IBM and NASA’s Interagency Implementation and Advanced Concepts Team have developed a set of large language models designed to improve scientific research by providing researchers with improved access to large volumes of specialized knowledge and enabling them to extract relevant information from diverse data sources.
NASA said Tuesday the INDUS suite of LLMs contains encoder and sentence transformer models and supports five science domains: Earth science, astrophysics, planetary sciences, heliophysics and biological and physical sciences.
According to the space agency, the INDUS encoder models were trained using a corpus of 60 billion tokens encompassing data related to the five science domains and were used to improve the sentence transformer models on about 268 million text pairs.
The IMPACT-IBM collaborative team designed the LLMs for retrieval augmented generation and diverse linguistic tasks, enabling INDUS to process questions from researchers, produce answers to questions and retrieve relevant documents.

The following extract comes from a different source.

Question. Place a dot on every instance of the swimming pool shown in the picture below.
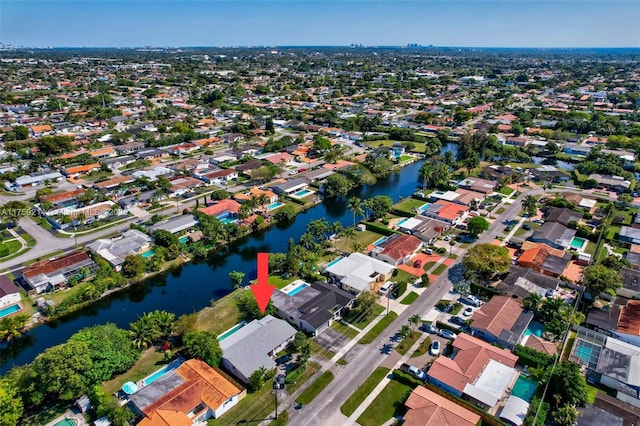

The team used curated scientific corpora derived from various sources of data to train the INDUS models, which are available on the Hugging Face platform.
Kaylin Bugbee, team lead of NASA’s Science Discovery Engine, cited the benefits of the INDUS models to existing applications.
“Large language models are rapidly changing the search experience. The Science Discovery Engine, a unified, insightful search interface for all of NASA’s open science data and information, has prototyped integrating INDUS into its search engine. Initial results have shown that INDUS improved the accuracy and relevancy of the returned results,” noted Bugbee.